Competitors could easily recover sensitive data from dumped servers and hard drives. They can then use that information to steal intellectual property (IP), access product development and research for their own use, headhunt customers or even use this data against one in future bids for work.
By their very design, servers are intended to store data. So when disposing of servers, it is important to carefully consider the data that may still be stored on the drives.
Xperien CEO Wale Arewa says to prevent such problems, one must either remove the hard drives and physically destroy them, or use a secure file deletion tool to ensure all information is unrecoverable. "A simple format of the drives is insufficient."
"Where your business handles personal data, there is a legal duty under Protection of Personal Information (PoPI) Act to prevent loss or theft of that information. Your business must be able to demonstrate that you have properly disposed of personal data and put it beyond recovery by unauthorised third parties," he explains.

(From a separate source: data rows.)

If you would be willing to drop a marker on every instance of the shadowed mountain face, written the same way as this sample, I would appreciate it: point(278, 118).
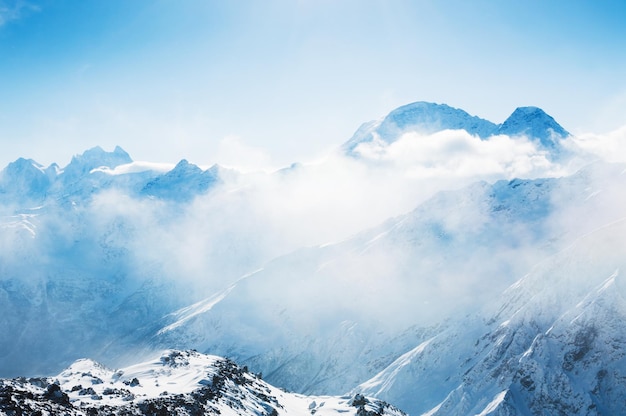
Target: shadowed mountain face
point(176, 383)
point(501, 297)
point(427, 118)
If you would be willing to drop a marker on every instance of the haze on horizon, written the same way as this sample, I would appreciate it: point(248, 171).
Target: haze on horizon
point(282, 81)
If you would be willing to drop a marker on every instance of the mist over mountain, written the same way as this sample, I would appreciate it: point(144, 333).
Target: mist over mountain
point(437, 261)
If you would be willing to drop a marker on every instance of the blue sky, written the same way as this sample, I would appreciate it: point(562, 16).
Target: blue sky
point(277, 81)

He says to meet such requirements, your business will either need to employ a secure file deletion tool, or physically destroy the hard drives belonging to the server being disposed of. "If you are hoping to resell or donate it to charity, secure file deletion will leave you with a usable machine – otherwise it will require replacement drives, significantly reducing its value to a buyer."

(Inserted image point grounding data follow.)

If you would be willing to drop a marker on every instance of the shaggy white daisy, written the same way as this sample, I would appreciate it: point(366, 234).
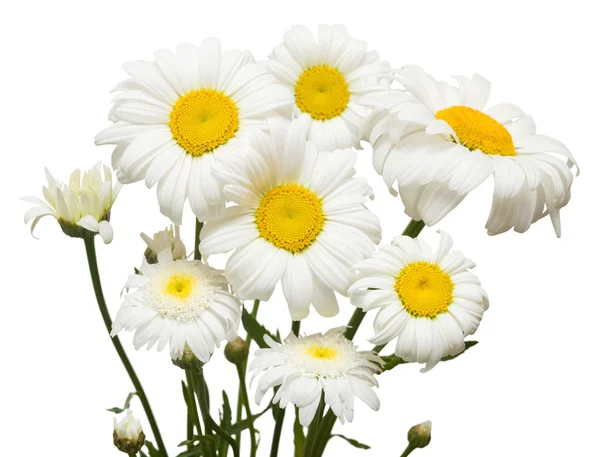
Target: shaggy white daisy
point(179, 114)
point(334, 81)
point(428, 300)
point(309, 366)
point(299, 219)
point(440, 143)
point(179, 303)
point(83, 204)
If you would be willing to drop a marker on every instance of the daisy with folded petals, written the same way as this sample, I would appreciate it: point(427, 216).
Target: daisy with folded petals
point(81, 206)
point(333, 79)
point(179, 303)
point(183, 112)
point(299, 219)
point(441, 142)
point(307, 367)
point(428, 300)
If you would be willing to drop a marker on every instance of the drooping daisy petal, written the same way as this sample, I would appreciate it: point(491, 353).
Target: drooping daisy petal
point(428, 300)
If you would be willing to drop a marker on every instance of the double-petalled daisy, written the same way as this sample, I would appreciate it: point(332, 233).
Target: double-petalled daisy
point(333, 79)
point(442, 142)
point(307, 367)
point(428, 300)
point(179, 114)
point(179, 303)
point(81, 206)
point(299, 218)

However a business chooses to dispose of old servers, the key consideration must be to ensure that all data is securely deleted before the asset leaves the premises. Failure to do so could be extremely costly in terms of reputation damage, regulator fines and lost business. Get it wrong and retiring old servers could be one of your most costly undertakings ever.
When refreshing or disposing of old IT equipment, one needs to consider where the old equipment should go and how should one dispose of it. One also needs to determine whether the assets will be recycled or donated. This is a process that is extremely cumbersome and it is not simply about deciding on either process. With donations, one needs to comply with the Consumer Protection Act 68 of 2008.
The Act prescribes that even though a company is donating equipment, the recipient is entitled to equipment that is in proper working condition as well as a warranty. Alternatively, should one choose to recycle the item, the selection of a partner that understands the environmental risk is essential, especially considering that the liability is not easily transferable.
"If you are looking for the most environmentally-friendly solution, you should consider using a third party IT refurbisher. But with many IT refurbishing companies, you need to ask the right questions to certify that your old equipment is handled in the right manner and your data is protected," he concludes.